The primary desired output is nitrogen taken up in harvested crops and crop residues. Nitrogen is lost to the atmosphere by volatilization and denitrification and is washed away in runoff in solution, attached to eroded particulates or organic matter. Nitrogen is also leached as nitrate to locations deeper in the soil or to groundwater. Other minor outputs can include gaseous losses such as N₂O evolution during nitrification; decomposition of nitrous acid, or losses directly from maturing or senescent crops (Bremner et al., 1981; Meisinger and Randall, 1991; Nelson, 1982). Some nutrients are taken up by weeds or immobilized by microbes, but these nutrients primarily enter the organic-N storage pool. These minor outputs are secondary factors and have typically been implicitly included in nutrient-crop yield response models.

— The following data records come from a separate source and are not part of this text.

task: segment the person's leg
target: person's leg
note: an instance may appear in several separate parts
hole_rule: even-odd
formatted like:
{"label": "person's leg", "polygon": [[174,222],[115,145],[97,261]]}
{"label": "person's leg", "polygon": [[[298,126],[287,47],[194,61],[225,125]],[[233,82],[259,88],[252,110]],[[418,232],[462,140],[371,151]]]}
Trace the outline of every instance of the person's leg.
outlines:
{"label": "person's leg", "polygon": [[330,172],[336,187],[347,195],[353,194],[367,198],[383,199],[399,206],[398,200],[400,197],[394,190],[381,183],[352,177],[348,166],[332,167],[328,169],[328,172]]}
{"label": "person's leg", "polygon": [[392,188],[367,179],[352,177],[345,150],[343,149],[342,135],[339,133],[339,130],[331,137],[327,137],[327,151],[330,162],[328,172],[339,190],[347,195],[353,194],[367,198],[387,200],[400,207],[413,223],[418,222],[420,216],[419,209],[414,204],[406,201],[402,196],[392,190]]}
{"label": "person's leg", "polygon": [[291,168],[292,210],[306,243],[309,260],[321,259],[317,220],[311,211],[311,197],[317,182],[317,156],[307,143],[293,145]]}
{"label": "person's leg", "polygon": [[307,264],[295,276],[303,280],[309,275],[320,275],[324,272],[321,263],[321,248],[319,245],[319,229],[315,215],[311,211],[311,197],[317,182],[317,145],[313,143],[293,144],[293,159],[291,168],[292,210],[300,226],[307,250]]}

The nitrogen found in harvested crops represents the greatest and most important output of nitrogen from croplands. For 1987, the nitrogen harvested in crops and residues was estimated at more than 13 million metric tons (14 million tons) (Table 6-1). The amount of nitrogen harvested in crops and residues was estimated to be 67, 64, and 60 percent of total inputs under the low, medium, and high scenarios, respectively. The balance of total nitrogen inputs not accounted for in crops or residues was 6.7 million, 7.4 million, and 9.1 million metric tons (7.4 million, 8.1 million, and 10 million tons) under the low, medium, and high scenarios, respectively. These balances represent 33, 36, and 40 percent of total nitrogen inputs, respectively.